Life comes to your door in La Gloria. Not exactly in a neat little package, but delivered, to be sure. Starting at 6:30 AM, a slow parade of vendors begins to roll by, some on bicycles, some on foot, others on motos or in trucks. They trickle off sometime after dark, but often it's late by the time they disappear completely for the night. This week, we’ve slowly been learning to differentiate between everyone’s honks, cries and whistles.

The tortilla man rides his bicycle down our street several times a day. He is up at dawn, and stays at it all day. His honk is high-pitched and rubbery, several brisk honks in short succession. It’s 50 pesos (less than 50 US cents) for a stack of fresh, hot tortillas–corn or flour. And to think I bought some boring, old packaged ones upon arrival at the grocery store. Idiota!

Knife Sharpening Guy announces his arrival by playing a flute–three triangulated notes (think of the first three notes of the song, “Over There”). He pulls his rig through less often (maybe a few times a week), trudging past with what appears to be a very jury rigged piece of rolling luggage—the suitcase part replaced with a wooden box where he keeps his knife sharpening wheel. We haven’t needed any knives sharpened yet, so we aren’t sure of his rates (we’re pretty sure they’re more than decent).

The water truck rolls through every few days, honking three or four times as it passes. They carry large pallets of jarras de agua purificada, jugs of purified drinking water. We’ve decided to buy our drinking water from Santiago, our next-door neighbor who runs the little corner store. He gives us two 20 liter jugs for 480 pesos (a little over $4 USD) and will even help carry them over to the house. We just bring him the bottles when they’re empty and he recycles them and gives us new, full ones. The water truck costs a tiny bit less, but we’ve decided to support Santiago. Since the SuperExpress (a chain grocery store) moved in down the block he struggles to maintain his business, his inventory now only half of what it once was.

The Oaxaca cheese man’s signature call is the most obvious.

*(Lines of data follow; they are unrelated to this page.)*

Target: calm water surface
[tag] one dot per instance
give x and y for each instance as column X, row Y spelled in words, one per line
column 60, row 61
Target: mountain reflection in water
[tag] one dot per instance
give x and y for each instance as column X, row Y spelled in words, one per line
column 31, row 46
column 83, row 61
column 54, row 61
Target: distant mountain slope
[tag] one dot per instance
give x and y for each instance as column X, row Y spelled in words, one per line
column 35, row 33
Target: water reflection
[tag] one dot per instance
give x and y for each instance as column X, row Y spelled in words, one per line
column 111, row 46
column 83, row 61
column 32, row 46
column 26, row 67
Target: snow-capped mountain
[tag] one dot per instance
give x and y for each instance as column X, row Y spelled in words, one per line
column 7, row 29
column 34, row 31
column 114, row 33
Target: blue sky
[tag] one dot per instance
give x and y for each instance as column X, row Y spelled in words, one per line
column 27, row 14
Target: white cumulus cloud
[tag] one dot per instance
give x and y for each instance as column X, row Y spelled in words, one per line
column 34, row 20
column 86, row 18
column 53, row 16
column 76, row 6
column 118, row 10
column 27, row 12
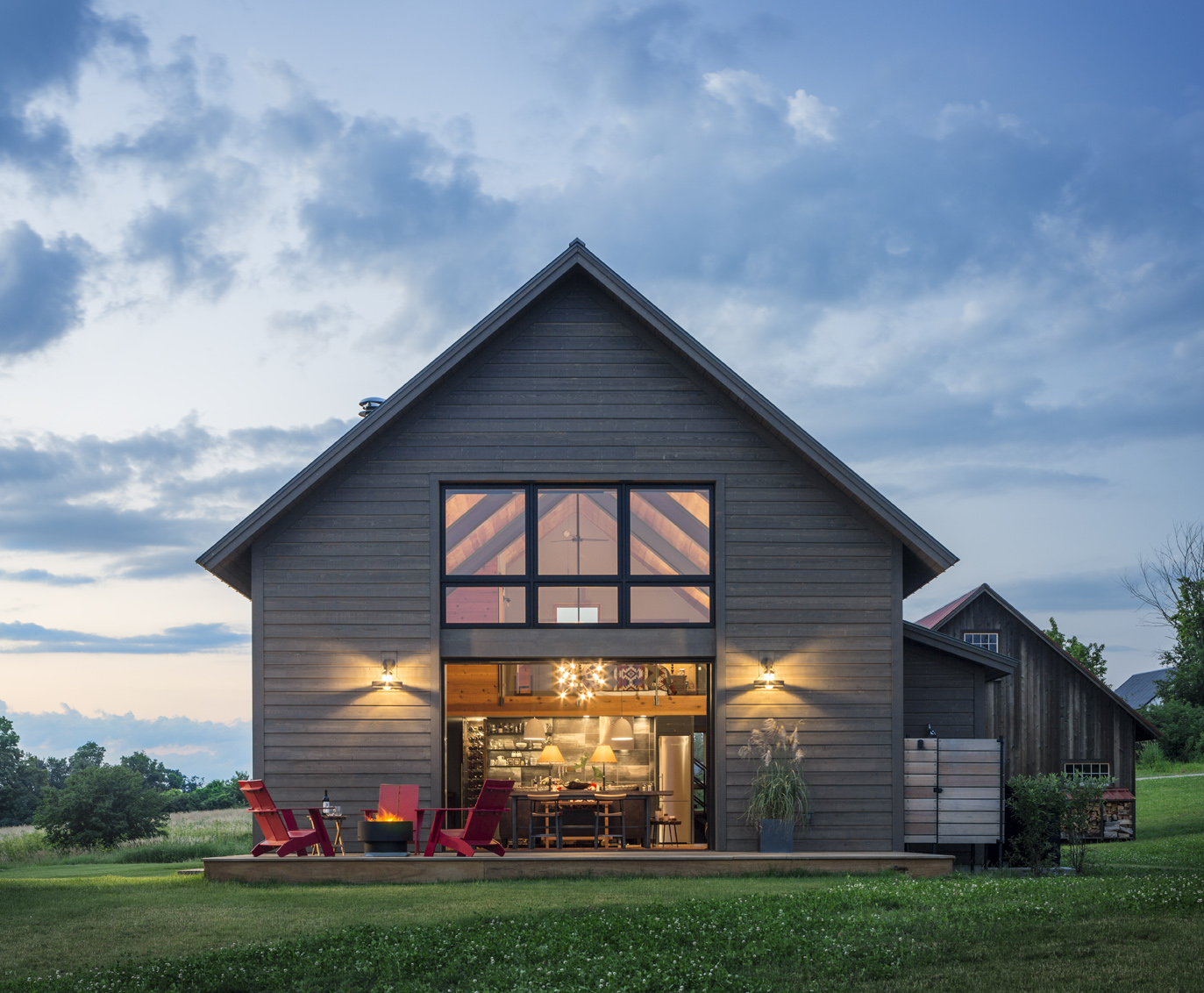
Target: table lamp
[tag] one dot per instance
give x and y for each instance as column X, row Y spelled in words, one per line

He walks down the street with his wares in a box on his head, calling out: “Oaxaca! Oaxaca!” His cheese is 50 pesos (around $5) for 1/2 a kilo. Not bad for the creamy, coiled food of the gods, a staple in any self-respecting Isleno’s household.

Relying on more of a soft sell, the ice cream man comes by in the evenings, dinging his bell and calling out in a kindly manner, “Coco! Coco!” The coconut ice cream is (as you might expect) a favorite of locals and visitors, alike.

From time to time, the trolelotes man wheels his cart through. One night, we were eating in the street (literally, they put the table in the street for us and traffic had to drive around) at Basto’s, a neighborhood restaurant a few blocks away. The trolelotes man rolled by, stopping (opportunely) at the bar across the street for a “break”.

Our friend, Steve turned to us and asked, “Have you ever had trolelotes?” We shook our heads, no. He pushed his chair back and bounded over to the cart, returning with a small, paper cup filled with white corn in some sort of sauce. He dug the tiny plastic spoon into the mix and took a bite before passing it over to us.

“What am I eating, exactly?” I asked, pondering the strange mixture that was both familiar and foreign at the same time.

“Feed corn,” Steve said with a grin. “At least in Canada, they’d call it feed corn.”

Indeed, trolelotes is a popular local snack made of (in some cases) feed corn. Other times, regular corn is used. The corn is mixed with butter, cheese, mayonnaise, hot chili powder and lime. We decided it must be an acquired taste, because we found it neither delicious nor repugnant, just something undefinable in between. But definitely different, and actually not too bad–for feed corn.

Today, we welcomed a new vendor to the mix: Gigantic Virgin Mary Statue Peddling Guy. While I was working at the dining room table, a face appeared in the small open window in our front door.

“Hola! Buenas Dias!” a man yelled cheerily (and at the top of his lungs) into our living room. “Tu eres la senora de la casa?”, he inquired politely.

I got up and chatted briefly with him at the door, inspecting his wares thoroughly before deciding that no, I wasn’t in the market for a humungous ceramic statue of the Virgin Mary. He cradled a pair of heavy statues in the nook of each arm, one in a bright orange robe, the other sporting the same robe in hot pink.

“Muy hermosas,” he said enticingly in a sing-song voice, holding each one out in turn.

“No hoy,” I shook my head politely, smiling. “Son muy bonitos, pero no, gracias.”

And with a toothy grin he bowed and walked on.